As part of the Saskatchewan Breeding Bird Atlas, volunteers have started documenting the province’s 200-plus breeding bird species in hopes of measuring changes in bird dispersal and abundance.
“The project is made in a way so all different skill levels can make contributions,” Kiel Drake, the Saskatchewan program manager for Bird Studies Canada, said.
During July and August, people are documenting sightings of nesting birds, but also examining behavioural cues.
“If you see birds bringing insects to a hole in a tree, we know they’re bringing food to nestlings,” Drake said.

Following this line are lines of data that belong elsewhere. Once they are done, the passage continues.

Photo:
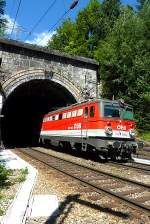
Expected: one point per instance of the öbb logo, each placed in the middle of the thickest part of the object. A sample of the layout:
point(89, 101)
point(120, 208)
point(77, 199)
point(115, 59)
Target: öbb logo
point(121, 127)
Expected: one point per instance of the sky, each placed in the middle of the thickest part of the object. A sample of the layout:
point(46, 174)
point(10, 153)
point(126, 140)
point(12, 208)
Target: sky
point(31, 11)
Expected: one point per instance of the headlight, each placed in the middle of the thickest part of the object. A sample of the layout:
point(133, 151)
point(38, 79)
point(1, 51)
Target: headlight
point(108, 130)
point(132, 133)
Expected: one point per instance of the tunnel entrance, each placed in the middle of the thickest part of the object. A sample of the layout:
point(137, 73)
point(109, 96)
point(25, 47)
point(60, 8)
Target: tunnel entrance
point(24, 108)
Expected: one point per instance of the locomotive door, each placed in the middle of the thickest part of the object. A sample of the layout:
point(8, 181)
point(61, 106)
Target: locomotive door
point(84, 129)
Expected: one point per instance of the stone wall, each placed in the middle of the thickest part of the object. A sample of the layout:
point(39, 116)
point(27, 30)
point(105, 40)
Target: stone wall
point(77, 74)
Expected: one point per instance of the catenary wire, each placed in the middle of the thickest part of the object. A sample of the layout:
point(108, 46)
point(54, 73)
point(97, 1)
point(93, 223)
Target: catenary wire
point(41, 18)
point(65, 13)
point(16, 17)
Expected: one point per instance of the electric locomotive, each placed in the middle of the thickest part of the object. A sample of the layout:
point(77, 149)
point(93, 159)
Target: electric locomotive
point(105, 127)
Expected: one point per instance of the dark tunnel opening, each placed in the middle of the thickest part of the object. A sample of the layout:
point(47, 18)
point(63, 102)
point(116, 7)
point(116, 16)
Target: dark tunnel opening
point(25, 107)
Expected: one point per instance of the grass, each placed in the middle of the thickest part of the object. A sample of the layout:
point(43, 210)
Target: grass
point(7, 180)
point(22, 176)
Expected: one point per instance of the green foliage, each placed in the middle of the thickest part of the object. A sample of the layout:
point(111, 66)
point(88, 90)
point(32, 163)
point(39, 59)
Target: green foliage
point(2, 20)
point(4, 175)
point(119, 38)
point(145, 136)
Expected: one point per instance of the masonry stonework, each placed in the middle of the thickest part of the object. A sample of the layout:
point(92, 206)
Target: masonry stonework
point(23, 62)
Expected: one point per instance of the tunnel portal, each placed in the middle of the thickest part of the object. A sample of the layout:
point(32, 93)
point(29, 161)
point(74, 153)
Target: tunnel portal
point(25, 107)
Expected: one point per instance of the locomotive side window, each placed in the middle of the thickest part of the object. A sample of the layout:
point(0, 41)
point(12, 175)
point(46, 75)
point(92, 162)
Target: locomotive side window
point(111, 110)
point(74, 113)
point(60, 116)
point(86, 112)
point(92, 111)
point(56, 117)
point(79, 112)
point(69, 114)
point(64, 115)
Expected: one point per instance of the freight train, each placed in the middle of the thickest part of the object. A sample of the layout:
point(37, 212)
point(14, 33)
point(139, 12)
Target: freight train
point(104, 127)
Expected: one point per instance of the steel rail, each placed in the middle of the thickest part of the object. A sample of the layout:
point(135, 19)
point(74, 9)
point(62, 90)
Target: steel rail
point(132, 166)
point(131, 203)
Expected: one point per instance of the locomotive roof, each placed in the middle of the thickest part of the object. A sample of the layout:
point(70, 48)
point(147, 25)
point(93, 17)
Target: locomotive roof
point(85, 102)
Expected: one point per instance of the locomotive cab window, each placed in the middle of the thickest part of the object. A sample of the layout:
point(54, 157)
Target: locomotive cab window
point(92, 111)
point(79, 112)
point(111, 110)
point(69, 114)
point(56, 117)
point(74, 113)
point(60, 117)
point(64, 115)
point(86, 112)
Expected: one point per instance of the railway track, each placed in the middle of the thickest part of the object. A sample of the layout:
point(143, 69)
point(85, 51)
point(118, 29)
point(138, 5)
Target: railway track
point(132, 165)
point(132, 193)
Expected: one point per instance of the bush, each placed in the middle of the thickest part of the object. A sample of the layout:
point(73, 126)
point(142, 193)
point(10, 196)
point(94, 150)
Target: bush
point(4, 175)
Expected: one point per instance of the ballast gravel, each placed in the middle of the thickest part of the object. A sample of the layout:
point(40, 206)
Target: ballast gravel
point(77, 203)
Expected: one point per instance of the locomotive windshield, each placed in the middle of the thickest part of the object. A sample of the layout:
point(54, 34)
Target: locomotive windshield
point(111, 110)
point(114, 110)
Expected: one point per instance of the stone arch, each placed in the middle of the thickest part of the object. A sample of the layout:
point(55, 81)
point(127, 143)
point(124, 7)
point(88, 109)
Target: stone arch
point(22, 76)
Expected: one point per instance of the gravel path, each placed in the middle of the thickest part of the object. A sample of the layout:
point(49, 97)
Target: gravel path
point(77, 204)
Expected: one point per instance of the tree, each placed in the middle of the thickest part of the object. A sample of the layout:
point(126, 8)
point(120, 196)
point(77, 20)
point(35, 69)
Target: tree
point(125, 62)
point(81, 37)
point(2, 20)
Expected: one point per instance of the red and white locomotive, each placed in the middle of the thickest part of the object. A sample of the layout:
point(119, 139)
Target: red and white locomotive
point(105, 127)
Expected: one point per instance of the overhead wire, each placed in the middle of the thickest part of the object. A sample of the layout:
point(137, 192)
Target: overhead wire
point(41, 18)
point(16, 17)
point(65, 13)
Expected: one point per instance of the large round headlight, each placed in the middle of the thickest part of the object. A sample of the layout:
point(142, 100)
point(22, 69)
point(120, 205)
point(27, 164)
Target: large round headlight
point(132, 133)
point(108, 130)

The information is submitted to an online database, where Drake expects hundreds of thousands of observations to be filed by the end of the five-year survey period.
Bird atlases are conducted every 20 years to examine changes brought on by natural and man-made forces.
For example, an atlas could reveal the impact urban sprawl has on habitats surrounding cities.
The Saskatoon Nature Society conducts free field trips all summer with some members submitting their findings to the atlas.
“The best way to learn or to improve your bird identification skills is to go out with other people,” Stan Shadick, one of the society’s directors, said.
More than one thousand volunteers are expected to contribute to the Saskatchewan Breeding Bird Atlas.